«Nous allons enfin connaître le verdict», lance Nicolas Lethellier, délégué CGT. Le tribunal de Strasbourg doit trancher jeudi l'avenir des 270 salariés de l'aciérie Ascoval à Saint-Saulve (Nord), épuisés par quatre années de rebondissements.
Le syndicaliste se dit «optimiste» quant à la décision de la chambre commerciale du tribunal de grande instance (TGI) de Strasbourg, qui doit être rendue jeudi matin, vantant les qualités du favori à la reprise, le britannique British Steel : «Un connaisseur de l'acier avec un projet cohérent, un gros groupe structuré qui doit reprendre l'intégralité des salariés».
Le 27 mars, les magistrats strasbourgeois avaient accordé un énième délai, un mois après le désistement surprise du groupe franco-belge Altifort. Cet épisode avait été vécu comme une douche froide par les salariés, désormais au nombre de 270 après une dizaine de démissions et de départs en retraite.
Le 24 avril, le tribunal de Strasbourg a donc examiné quatre nouvelles offres : le sidérurgiste britannique, mais aussi le fabricant italien d'aciers spéciaux Calvi Networks, le fonds SecuFund Industry et l'industriel régional Pascal Cochez.

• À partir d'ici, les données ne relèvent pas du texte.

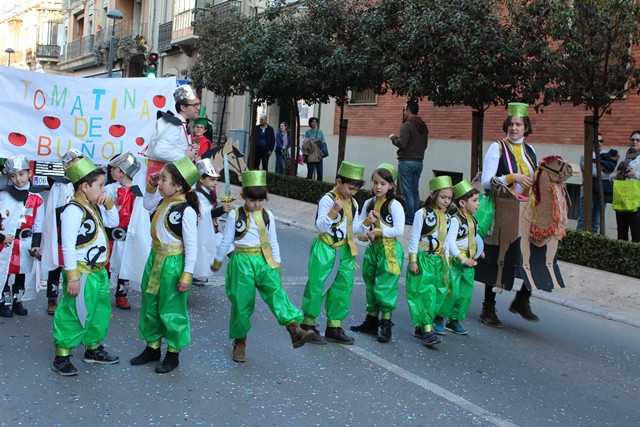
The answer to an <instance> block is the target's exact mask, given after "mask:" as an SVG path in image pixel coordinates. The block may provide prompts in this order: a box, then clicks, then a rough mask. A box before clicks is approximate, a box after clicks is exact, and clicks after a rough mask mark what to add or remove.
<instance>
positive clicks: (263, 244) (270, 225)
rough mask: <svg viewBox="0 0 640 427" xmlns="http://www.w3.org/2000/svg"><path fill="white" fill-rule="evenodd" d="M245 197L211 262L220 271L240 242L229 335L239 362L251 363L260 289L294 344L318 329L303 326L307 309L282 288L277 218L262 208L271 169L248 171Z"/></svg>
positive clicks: (306, 337)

Mais Calvi Networks, dont le projet était également jugé solide, a retiré son offre dès le début de l'audience, faute d'avoir bouclé son plan de financement.
Quant au fonds SecuFund Industry et à Pascal Cochez, ils ont été jugés peu crédibles par les acteurs du dossier. Si ces derniers demeurent officiellement en lice, British Steel, deuxième groupe sidérurgique au Royaume-Uni, est "le seul projet sérieux», avait souligné Me Guilhem Brémond, avocat d'Ascoval, à l'issue des débats.
Ce candidat dispose d'une «excellente offre à tout point de vue», avec notamment une «reprise de l'ensemble du personnel», abonde Cédric Orban, PDG d'Ascoval. «Mais il reste encore un obstacle à passer et on ne sera rassuré que lorsqu'il sera passé», a-t-il nuancé lundi.
Poursuites judiciaires contre Vallourec
L'acquisition d'Ascoval permettrait à British Steel d'asseoir un peu plus son statut de sidérurgiste européen et, selon Nacim Bardi, délégué CGT, l'entreprise anticipe aussi le Brexit et les économies de taxe carbone qu'elle pourrait réaliser avec cette aciérie tournant à l'électricité face aux hauts fourneaux d'outre-Manche.
En outre, son intérêt pour cette usine confirme l'attrait des Britanniques pour une industrie métallurgique française quelque peu délaissée. Il intervient au moment où le groupe GFG Alliance du magnat indo-britannique Sanjeev Gupta a mis la main sur une immense fonderie d'aluminium à Dunkerque en promettant de «réindustrialiser la France».
Sur le site de Saint-Saulve, «l'ambiance est lourde, pesante, mais avec le sentiment que le dénouement est proche», explique un salarié proche de la direction. Selon lui, «même si la décision va en faveur de British Steel, le personnel restera prudent».
Faute de nouvelles commandes, la production de l'aciérie est à l'arrêt jusqu'au 13 mai, mais Ascoval compense la perte de salaire engendrée par le chômage technique.
Créée en 1975 par Vallourec et devenue Ascoval en 2017, l'aciérie qui fabrique des tubes d'aciers spéciaux attend un repreneur depuis la liquidation judiciaire en février 2018 du groupe Asco Industries, auquel le sidérurgiste Vallourec avait cédé 60% de l'usine.
Le premier plan de restructuration avait été annoncé en 2015 par Vallourec. Emmanuel Macron, alors ministre de l'Economie, avait assuré devant les salariés de l'usine de Saint-Saulve qu'il n'y aurait «aucune fermeture de site et aucun départ contraint».
Au sein de l'usine, entre 240 et 250 salariés se sont regroupés en association, «Des hommes d'acier», pour «attaquer Vallourec pour préjudice moral». «Ils nous ont laissé tomber depuis 2014», accuse son président Marcel Dewaulle.
L'avocat parisien qui pourrait les défendre, Me David Métin, a expliqué à l'AFP attendre la décision du tribunal jeudi pour étudier une éventuelle procédure.